Уже самый выход городничего Градобоева — Тарханова, сопровождаемого длинным и тощим будочником и низеньким круглым унтером, был исполнен того «крупного комизма», о котором мечтал Островский. Начинались сцены доморощенного следствия по поводу кражи у Курослепова, неторопливые беседы с хозяином за штофом и закуской, пререкания с Матреной, которая упорно именует Серапиона Мардарьича Градобоева — Скорпионом Мардарьичем.
Скупые ремарки Островского расцвечиваются режиссером и актерами, доводятся до какой-то тончайшей границы реальности и невероятности. Вот Курослепов и Градобоев, замучанные Матреной, молча встают, поднимают стол и переносят его на другое место, но Матрена снова донимает «Скорпиона»; вот в погоне за мнимым вором Силан упоенно охаживает метлой Курослепова, а Матрена, поймав неповинного Гаврилу-приказчика, лупит его кулачищами, месит, как тесто; затем, натянув на себя скатерть, прячется таким образом от злодеев, и надо было видеть ужас городничего — Тарханова, когда он, в изнеможении присев на скамейку, попадал рукой во что-то мягкое, оказавшееся Матреной…
А с появлением Хлынова словно врывался в это сонное царство вихрь разгула, пьяного беспутства. Мирно дремлет на берегу реки город Калинов, городничий «по душе» рассудил приятелей и, подойдя к рампе, доверительно сообщил зрителям: «Я на рынок пошел». И вдруг слышится вдали, приближается протяжная песня, наплывает на сцену белая лодка-лебедь. Певцы в малиновых кафтанах присвистывают, бьют в бубны — ими дирижирует, стоя на носу лодки, рыжий человек в зеленой атласной жилетке. Лодка причаливает, человек выскакивает на берег, поворачивается к зрителям широкой рожей с залихватской рыжей бородой; на атласе жилета бренчат медали, как золотые рубли. Он сразу словно двоится, троится, распадается на нескольких Хлыновых; он шаркает коротенькой ножкой, обутой в изящный ботинок, помахивает над головой толстыми пальцами, приплясывает, весь дрожит от нетерпения, готов сейчас же сорваться и бежать неведомо куда, лишь бы придумать новую забаву, новое дело-безделье, новую глупую трату своих денег и своей неисчерпаемой энергии.

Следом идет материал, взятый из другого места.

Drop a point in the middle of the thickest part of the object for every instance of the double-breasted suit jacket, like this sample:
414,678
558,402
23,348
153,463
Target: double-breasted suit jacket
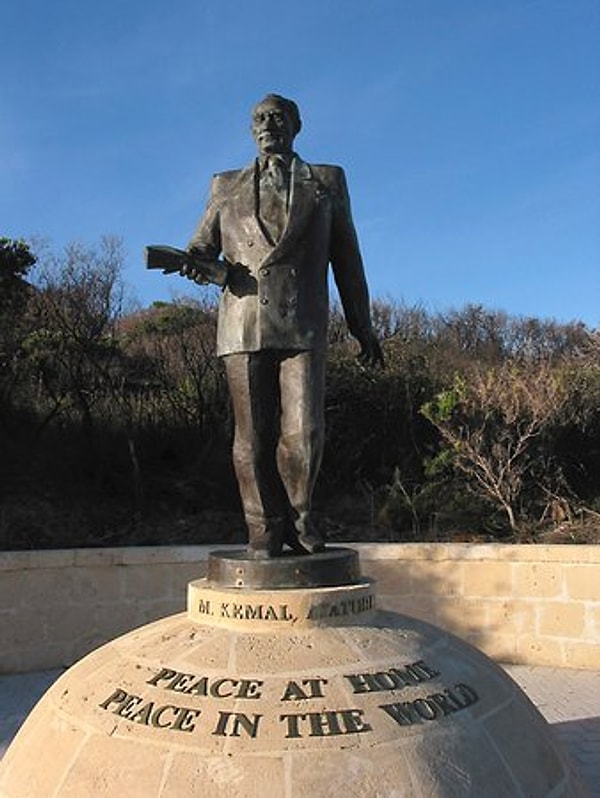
276,292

Он увозит «Скорпиона» и Курослепова в свои владения, на дачу, где трон и статуи, поит их там «до изумления» (пьяный городничий обнимает золоченого льва, у льва и у «Скорпиона» одинаковые скорбно-изумленные физиономии), издевается над всеми, придумывает новую игру — в «разбойников». И вот те же песенники в плащах и шляпах с перьями пронзительно свистят, жутко воют в лесу, пугая случайных прохожих.
В то же время — в полном соответствии Островскому — образы спектакля не плоски, не однозначны. Вспомним, какими зоркими, неожиданно тоскливыми глазами смотрел Москвин — Хлынов на молодого купеческого сына, который, повинуясь его приказу, встает в строй песенников, отталкивая девушку, упавшую ему в ноги; как искренна была любовь бедного приказчика Гаврилы — Орлова к хозяйской дочери; какой лирикой проникнут речной или лесной пейзаж художника Крымова. Персонажи спектакля Станиславского вполне напоминали толстопузых купцов и кулаков Демьяна Бедного и персонажей «Мистерии-буфф» Маяковского, нисколько не теряя своего основного корня — Островского. Именно в нем самом Станиславский находит «ревизоровское» звучание, разницу города Калинова, в котором происходит действие «Грозы» с ее тяжкой реальностью, и Калинова «Горячего сердца», который напоминает больше щедринский город Глупов, где сгущены реальные очертания российских городов.
Ученики сохранили слова Станиславского: «Мизансцены — последнее и не важное дело». Он был так неистощим в построении мизансцен, так точно находил ритм спектакля, так легко ему давалась вся внешняя, постановочная часть, оформление, что эту работу он оставлял напоследок. Вернее, на протяжении всего процесса подготовки спектакля она велась параллельно, подчинялась главному — раскрытию «жизни человеческого духа», им определялась.
Главным это было и в «Горячем сердце». Ортодоксы от «левизны» недоумевали: «После „Пугачевщины“ Художественный театр поставил „Горячее сердце“ Островского. Зачем?.. Никакого гнева и ненависти выведенный в „Горячем сердце“ уклад общественный и семейный не возбуждает», — безапелляционно констатировал Владимир Блюм, который в двадцатые годы постоянно твердил об устарелости Художественного театра. Критик настолько последователен в отстаивании своей позиции, что возмущенно пишет об «измене» Мейерхольда, который говорит о замечательной постановке Станиславского, о блеске актерского мастерства.